Craig Taken To Task For Rhetoric Nra Letter Contributes To Climate Of Fear, State Democratic Chairman Says
State Democratic Chairman Bill Mauk on Friday called on Republican Sen. Larry Craig, as a member of the National Rifle Association board, to denounce an inflammatory NRA fund-raising letter he claims is fostering the confrontational atmosphere in the state and the nation.
But a spokesman for the state’s senior senator said that while some of the rhetoric is extreme, Craig was not going to question NRA Executive Vice President Wayne LaPierre’s right to use it.
The letter, sent last month to NRA members apparently before the Oklahoma City bombing, seeks contributions to finance the organizations campaign against any restrictive gun legislation.
It claims last years automatic weapons ban “gives jack-booted government thugs more power to take away our constitutional rights, break in our doors, seize our guns, destroy our property and even injure or kill us. … In Clinton’s administration, if you have a badge, you have the government’s go-ahead to harass, intimidate, even murder law-abiding citizens.”
Mauk called on Craig to publicly reject the letter as reckless exaggeration that fuels “a climate of fear, hatred, distrust and militancy” and tell Idahoans he will exert leadership as an NRA director to cool the rhetoric.
“For months, Larry Craig has made it his personal crusade to undermine the integrity and authority of federal agents who daily risk their lives in a battle against crime and drug trafficking,” Mauk said.
“He seems to have forgotten that these same law enforcement agencies he so readily condemns for Waco and Ruby Ridge are the same agencies that capture the terrorist responsible for the Oklahoma City bombing,” he said. “Senator Craig, like the leadership in the NRA, seems to have lost all sense of balance, objectivity and reality on this matter.”
But Craig chief of staff Greg Casey said the senator is only one of scores of NRA directors.

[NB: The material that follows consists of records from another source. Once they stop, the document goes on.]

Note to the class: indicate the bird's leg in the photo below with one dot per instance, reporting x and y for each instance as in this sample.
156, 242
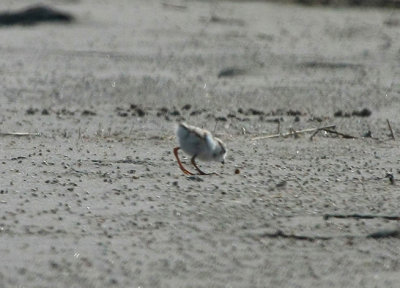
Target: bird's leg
184, 170
198, 169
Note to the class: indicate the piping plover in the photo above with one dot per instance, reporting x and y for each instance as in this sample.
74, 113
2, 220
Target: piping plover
200, 144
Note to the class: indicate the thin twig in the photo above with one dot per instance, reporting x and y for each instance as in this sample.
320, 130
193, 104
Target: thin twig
347, 136
293, 132
361, 216
390, 128
19, 134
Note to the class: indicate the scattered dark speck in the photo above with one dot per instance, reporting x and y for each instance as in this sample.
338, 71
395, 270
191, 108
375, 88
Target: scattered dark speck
45, 112
187, 107
88, 113
231, 72
175, 113
34, 15
363, 113
31, 111
140, 112
221, 118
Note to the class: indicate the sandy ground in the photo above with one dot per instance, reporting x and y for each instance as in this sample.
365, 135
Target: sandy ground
97, 199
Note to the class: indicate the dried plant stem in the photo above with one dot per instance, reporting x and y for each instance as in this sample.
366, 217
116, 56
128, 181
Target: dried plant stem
391, 130
294, 132
19, 134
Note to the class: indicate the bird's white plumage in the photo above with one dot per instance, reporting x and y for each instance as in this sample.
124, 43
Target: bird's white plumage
200, 142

“Obviously, that’s not the kind of rhetoric maybe Larry Craig would use or even prefer,” Casey said. “It may at times seem a bit intemperate. But it is not Larry Craig’s position to judge the extent to which some one can exercise his right to free speech.”
Mauk’s comments came a day after Craig suggested disarming officers who patrol national forests and ranges.
Mauk said his remarks were not prompted by those comments.